INTRODUCTION: Large-for-gestational-age infants are associated with increased risk of neonatal morbidity and mortality. However, most of them will not have adverse outcomes. Our aim was to identify antenatal clinical factors associated with neonatal morbidity in large-for-gestational-age infants. MATERIAL AND METHODS: Nulliparous women from the Screening for Pregnancy Endpoints (SCOPE) study were included. We compared maternal and fetal factors between large-for-gestational-age infants (birthweight >90th customized centile) with and without neonatal morbidity, defined as admission to a neonatal intensive care unit or severe neonatal morbidity. Factors were selected based on a priori hypotheses of association and included maternal demography, anthropometric measures and self-reported physical activity (15 and 20 weeks), fetal biometry (20 weeks), and clinical information. Multivariable logistic regression was used to identify risk factors. Stratified analyses were performed by maternal obesity and physical activity. RESULTS: Among term pregnancies, prevalence of large-for-gestational-age infants was 9.3% (491/5255), with 11.8% (58/491) prevalence of neonatal morbidity. Random glucose at 20 weeks (odds ratio 1.52; 95% confidence interval 1.17-1.97, per 1 mmol/L increase) and no regular physical activity at 20 weeks (odds ratio 3.93; 95% confidence interval 1.75-8.83) were associated with increased risk of neonatal morbidity after adjustment for birthweight, gestational age at delivery and gestational diabetes.
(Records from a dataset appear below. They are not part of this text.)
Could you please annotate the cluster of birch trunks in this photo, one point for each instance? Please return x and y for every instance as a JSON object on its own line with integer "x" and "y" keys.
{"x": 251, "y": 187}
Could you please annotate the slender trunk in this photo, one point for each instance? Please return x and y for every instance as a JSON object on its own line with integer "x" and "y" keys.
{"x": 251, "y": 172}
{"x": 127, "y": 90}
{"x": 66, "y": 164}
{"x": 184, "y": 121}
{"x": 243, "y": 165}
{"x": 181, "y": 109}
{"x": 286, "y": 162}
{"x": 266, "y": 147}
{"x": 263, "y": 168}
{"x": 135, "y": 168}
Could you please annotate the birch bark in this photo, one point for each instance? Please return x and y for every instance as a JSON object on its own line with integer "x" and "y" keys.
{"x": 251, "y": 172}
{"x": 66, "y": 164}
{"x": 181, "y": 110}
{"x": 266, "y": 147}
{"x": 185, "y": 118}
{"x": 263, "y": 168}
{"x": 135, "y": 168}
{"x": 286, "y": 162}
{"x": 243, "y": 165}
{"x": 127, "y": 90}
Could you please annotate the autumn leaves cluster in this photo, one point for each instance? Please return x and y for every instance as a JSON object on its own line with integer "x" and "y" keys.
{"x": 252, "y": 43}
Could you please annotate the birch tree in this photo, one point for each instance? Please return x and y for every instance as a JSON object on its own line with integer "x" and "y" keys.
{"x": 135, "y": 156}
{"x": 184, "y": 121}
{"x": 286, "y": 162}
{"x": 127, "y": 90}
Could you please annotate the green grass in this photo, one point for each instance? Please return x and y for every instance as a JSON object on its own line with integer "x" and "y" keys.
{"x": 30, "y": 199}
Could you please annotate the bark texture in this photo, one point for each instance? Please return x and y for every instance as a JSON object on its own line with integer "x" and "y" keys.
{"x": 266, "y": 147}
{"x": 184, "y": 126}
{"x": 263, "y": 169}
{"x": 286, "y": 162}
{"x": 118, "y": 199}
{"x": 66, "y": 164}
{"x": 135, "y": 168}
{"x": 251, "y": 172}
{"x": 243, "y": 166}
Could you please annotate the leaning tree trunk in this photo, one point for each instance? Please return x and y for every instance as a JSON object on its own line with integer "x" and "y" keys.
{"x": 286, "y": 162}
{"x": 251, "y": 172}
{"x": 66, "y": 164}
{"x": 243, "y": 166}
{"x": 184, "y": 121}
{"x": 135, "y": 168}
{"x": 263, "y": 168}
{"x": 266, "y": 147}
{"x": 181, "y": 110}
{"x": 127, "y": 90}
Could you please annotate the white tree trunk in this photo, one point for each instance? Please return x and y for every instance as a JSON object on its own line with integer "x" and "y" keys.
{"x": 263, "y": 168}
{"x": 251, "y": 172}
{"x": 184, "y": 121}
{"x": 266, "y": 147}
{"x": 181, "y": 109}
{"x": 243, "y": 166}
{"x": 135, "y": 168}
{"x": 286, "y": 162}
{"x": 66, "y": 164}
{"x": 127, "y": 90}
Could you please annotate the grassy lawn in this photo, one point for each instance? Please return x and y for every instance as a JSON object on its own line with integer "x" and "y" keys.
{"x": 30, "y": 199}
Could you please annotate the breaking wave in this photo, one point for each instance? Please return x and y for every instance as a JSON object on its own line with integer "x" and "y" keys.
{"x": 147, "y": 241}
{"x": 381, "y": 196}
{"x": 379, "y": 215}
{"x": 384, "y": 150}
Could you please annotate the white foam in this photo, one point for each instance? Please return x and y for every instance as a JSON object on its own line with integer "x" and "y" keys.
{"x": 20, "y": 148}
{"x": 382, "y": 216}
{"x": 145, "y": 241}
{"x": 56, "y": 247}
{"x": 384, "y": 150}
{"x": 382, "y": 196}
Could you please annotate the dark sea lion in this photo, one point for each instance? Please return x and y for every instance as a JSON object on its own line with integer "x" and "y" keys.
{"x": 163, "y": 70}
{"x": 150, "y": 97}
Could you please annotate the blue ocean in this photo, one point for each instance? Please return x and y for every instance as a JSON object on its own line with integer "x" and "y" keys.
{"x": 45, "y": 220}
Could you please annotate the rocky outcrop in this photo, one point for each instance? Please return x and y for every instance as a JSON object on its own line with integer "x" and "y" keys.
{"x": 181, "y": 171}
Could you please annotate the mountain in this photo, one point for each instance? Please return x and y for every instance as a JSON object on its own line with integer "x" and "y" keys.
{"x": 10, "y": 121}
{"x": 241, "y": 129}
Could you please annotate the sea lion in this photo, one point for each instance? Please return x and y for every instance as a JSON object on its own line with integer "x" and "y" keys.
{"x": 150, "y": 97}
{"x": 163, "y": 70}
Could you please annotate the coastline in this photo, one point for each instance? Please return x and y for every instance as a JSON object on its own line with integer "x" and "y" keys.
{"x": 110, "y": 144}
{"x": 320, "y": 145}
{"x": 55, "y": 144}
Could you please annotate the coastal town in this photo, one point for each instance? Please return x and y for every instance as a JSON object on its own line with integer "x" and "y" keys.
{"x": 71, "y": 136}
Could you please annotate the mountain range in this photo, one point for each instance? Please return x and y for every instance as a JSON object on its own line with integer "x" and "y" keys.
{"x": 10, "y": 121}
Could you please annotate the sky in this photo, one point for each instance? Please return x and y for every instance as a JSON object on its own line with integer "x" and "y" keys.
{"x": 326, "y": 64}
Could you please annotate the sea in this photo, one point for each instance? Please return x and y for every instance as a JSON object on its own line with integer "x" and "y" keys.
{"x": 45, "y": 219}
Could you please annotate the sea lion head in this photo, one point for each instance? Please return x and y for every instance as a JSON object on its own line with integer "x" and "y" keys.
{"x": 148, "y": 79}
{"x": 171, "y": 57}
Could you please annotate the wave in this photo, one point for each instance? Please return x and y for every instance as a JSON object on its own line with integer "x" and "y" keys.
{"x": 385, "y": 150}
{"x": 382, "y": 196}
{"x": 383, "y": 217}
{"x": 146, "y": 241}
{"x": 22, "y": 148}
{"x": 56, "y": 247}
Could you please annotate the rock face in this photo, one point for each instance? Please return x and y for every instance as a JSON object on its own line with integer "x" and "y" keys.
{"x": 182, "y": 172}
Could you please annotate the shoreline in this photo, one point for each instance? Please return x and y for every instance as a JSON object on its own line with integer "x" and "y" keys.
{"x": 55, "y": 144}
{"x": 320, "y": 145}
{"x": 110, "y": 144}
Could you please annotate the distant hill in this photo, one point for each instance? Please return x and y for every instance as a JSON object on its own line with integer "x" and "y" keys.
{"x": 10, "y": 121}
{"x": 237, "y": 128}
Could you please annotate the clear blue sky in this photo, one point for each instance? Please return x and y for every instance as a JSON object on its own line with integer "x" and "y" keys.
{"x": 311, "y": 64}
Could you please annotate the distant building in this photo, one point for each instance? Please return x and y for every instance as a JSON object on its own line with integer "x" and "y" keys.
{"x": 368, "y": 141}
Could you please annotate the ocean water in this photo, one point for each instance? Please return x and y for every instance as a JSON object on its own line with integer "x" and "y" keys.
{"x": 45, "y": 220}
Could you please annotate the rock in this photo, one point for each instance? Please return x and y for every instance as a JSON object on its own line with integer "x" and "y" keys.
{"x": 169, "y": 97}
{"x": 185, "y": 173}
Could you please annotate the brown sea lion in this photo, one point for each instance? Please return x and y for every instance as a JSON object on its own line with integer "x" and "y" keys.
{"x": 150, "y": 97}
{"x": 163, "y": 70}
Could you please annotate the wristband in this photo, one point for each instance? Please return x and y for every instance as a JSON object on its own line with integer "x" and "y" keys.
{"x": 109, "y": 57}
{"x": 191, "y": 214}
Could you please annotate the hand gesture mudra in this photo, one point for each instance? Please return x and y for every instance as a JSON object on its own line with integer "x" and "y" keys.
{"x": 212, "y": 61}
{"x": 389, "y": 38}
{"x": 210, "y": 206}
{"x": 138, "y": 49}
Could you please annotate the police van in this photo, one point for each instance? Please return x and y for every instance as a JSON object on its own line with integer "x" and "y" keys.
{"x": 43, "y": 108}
The increased risk associated with higher glucose levels was not evident in women with regular physical activity or without obesity. CONCLUSIONS: Regular physical activity in mid-pregnancy is associated with lower risk for neonatal morbidity in large-for-gestational-age infants and seems to offer protection against the increased risk associated with higher maternal glucose levels.